August 27, 2014
Every so often there is a moment or an encounter that affects you for the rest of your life. These paradigm-shifting occasions are sometimes brief, while others enduring, sometimes scheduled, others unexpected.
Back in first days of 2006 — amid my preparations to return to Bloomington for my final semester at Indiana University — I was fortunate enough to accompany my dad to a meeting he was having with a group of local labor leaders. At the time he was just my dad — and executive editor of this weekly rag — but was considering a run for the U.S. House of Representatives. One of the determining factors in this deliberation was to meet with, and understand the issues and positions important to his constituent unions — and in turn, the plight of all of his laboring constituents. From that day forward, my view and understanding of what organized labor truly is has been forever altered.

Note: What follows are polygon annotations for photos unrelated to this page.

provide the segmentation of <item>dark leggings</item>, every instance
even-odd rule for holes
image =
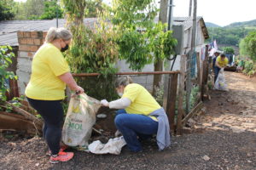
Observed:
[[[53,155],[60,150],[63,109],[61,100],[38,100],[27,98],[29,104],[42,116],[44,121],[43,135]]]

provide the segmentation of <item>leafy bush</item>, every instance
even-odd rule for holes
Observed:
[[[12,63],[11,58],[15,54],[9,52],[12,48],[9,46],[0,46],[0,100],[6,100],[5,93],[9,91],[9,79],[17,79],[17,76],[12,71],[7,71],[6,69]]]
[[[252,60],[246,61],[242,72],[248,76],[253,76],[256,73],[256,64],[254,64]]]

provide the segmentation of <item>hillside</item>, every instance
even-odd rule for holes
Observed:
[[[220,26],[218,26],[217,24],[212,23],[212,22],[206,22],[206,26],[207,28],[218,28],[221,27]]]
[[[234,22],[230,24],[229,26],[224,26],[226,28],[231,28],[231,27],[256,27],[256,20],[249,20],[249,21],[244,21],[244,22]]]
[[[214,27],[214,26],[218,25],[213,23],[207,24],[210,36],[210,38],[207,41],[207,42],[215,39],[218,44],[226,47],[238,47],[241,39],[244,38],[248,32],[256,29],[256,20],[235,22],[224,27]]]

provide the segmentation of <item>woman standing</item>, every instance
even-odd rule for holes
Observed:
[[[138,140],[157,134],[159,150],[171,144],[170,126],[164,109],[143,86],[132,83],[131,79],[120,77],[115,83],[116,91],[121,99],[102,105],[113,109],[119,109],[114,119],[118,130],[123,134],[129,149],[137,152],[142,150]]]
[[[50,28],[45,43],[33,57],[32,75],[25,94],[29,104],[38,110],[44,121],[44,138],[50,150],[49,162],[57,163],[73,158],[73,152],[60,148],[66,84],[78,94],[84,89],[77,85],[61,52],[68,48],[72,33],[66,28]]]

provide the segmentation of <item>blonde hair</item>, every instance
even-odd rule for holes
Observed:
[[[115,88],[119,88],[119,86],[127,86],[128,84],[132,83],[133,81],[130,76],[125,76],[125,77],[119,77],[115,81]]]
[[[51,27],[49,29],[45,42],[52,42],[55,39],[63,39],[65,41],[70,40],[73,37],[71,31],[66,28]]]

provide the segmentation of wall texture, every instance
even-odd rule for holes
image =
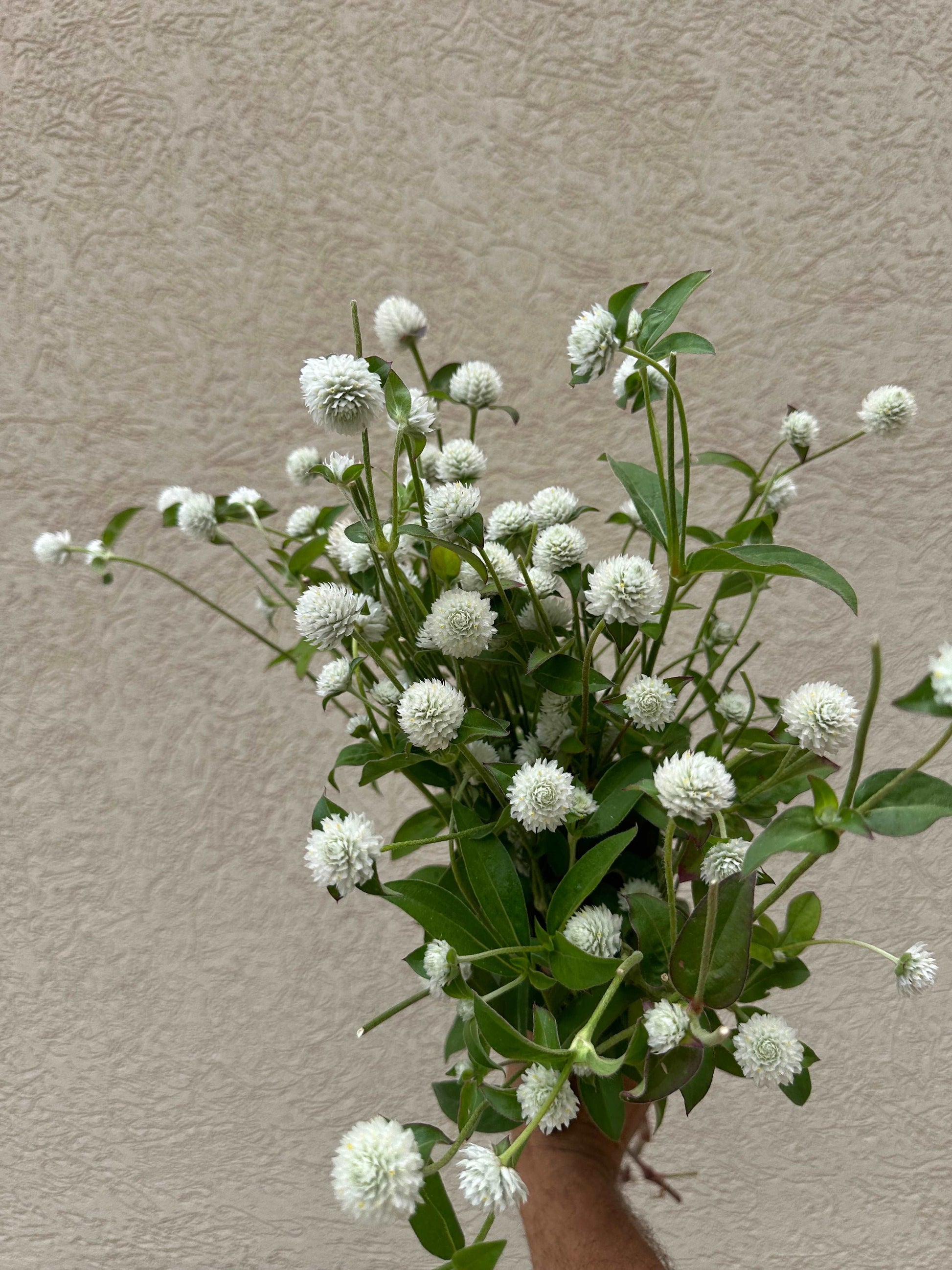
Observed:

Before that day, the only image I had of labor unions was portrayed by the few actors in the Oliver Stone movie “Wall Street” — a lonely few, pretty rough, unpolished mechanics. Intellectually I knew that this was not the whole story, but outside of classroom texts and studying historical events, “Wall Street” was just about the only image crafting my impression of organized labor.
Whatever predispositions I had were completely nixed. I could have sat in that meeting all day. I was amazed by the intelligence, sophistication and in-depth understanding of a broad range of issues.
Since that morning almost eight years ago, I feel truly fortunate to have gotten to know and become friends with a number of union members and leaders. I also feel fortunate to have been invited to some of their events where food and beer is never in short supply, but that’s not what this note is about — nor is it what Labor Day is supposed to be about.
Monday, Sept. 1, we celebrate our Nation’s 120th Labor Day. It occurs to me that my erstwhile (mis)perception about organized labor is probably not uncommon amongst my generation, but likely closer to the norm. In fact, I would venture to guess that Labor Day is more commonly viewed as Valentine’s Day — an economic stimulus based on eating, drinking and buying stuff — than Memorial Day — a national day of remembrance for those who served the United States.
Officially, as stated by the United States Department of Labor, “Labor Day, the first Monday in September, is a creation of the labor movement and is dedicated to the social and economic achievements of American workers. It constitutes a yearly national tribute to the contributions workers have made to the strength, prosperity and well-being of our country.”
This note is not a competitive analysis of the importance of our national holidays — I would personally make daylight saving a national holiday called “Golfers’ New Year” — but rather a redress for a generation of Americans “celebrating” Labor Day under the guise of 50 percent off sales and the beginning of football season.
The fabric of organized labor is sewn in the power of the masses; while any one individual can be disposed of or marginalized, the strength in unity can overcome the forces of the few in power. So while most of my generation is taught the black-and-white history of unions — rife with seemingly common-sense successes such as workplace safety, child-labor laws and the establishment of a minimum wage — the struggle and lessons continue today.
The most hotly debated issue in this year’s campaign is focused on raising the minimum wage to $10.10 per hour, a primary platform for the Democratic Party, while Republicans are stretching the spectrum of the debate to include questioning the existence of a minimum wage at all. The Lilly Ledbetter Fair Pay Act was the first bill signed into law by President Obama in January 2009, but equal-pay-for-equal-work is still merely an aspiration for women and minorities in several areas of the workforce — including Obama’s own White House, where The Washington Post recently reported a 13 percent gap in the average salaries of men and women.
Yet even more broadly, we live an era of the most pronounced divide between haves and have-nots in American history, the era of Occupy Wall Street, the “99-percenters” and, most recently, a record number three-quarters of Americans who do not believe that “life for our children’s generation will be better than it has been for (them).” Whether we call it organized labor, unions or the 99 percent, eventually the repressed masses will coalesce around a common fight for fairness.
So on this, our 120th Labor Day… have fun, cook out, spend a bonus day with friends and family, but also know that you are a part of something — we are in this together and we always have been.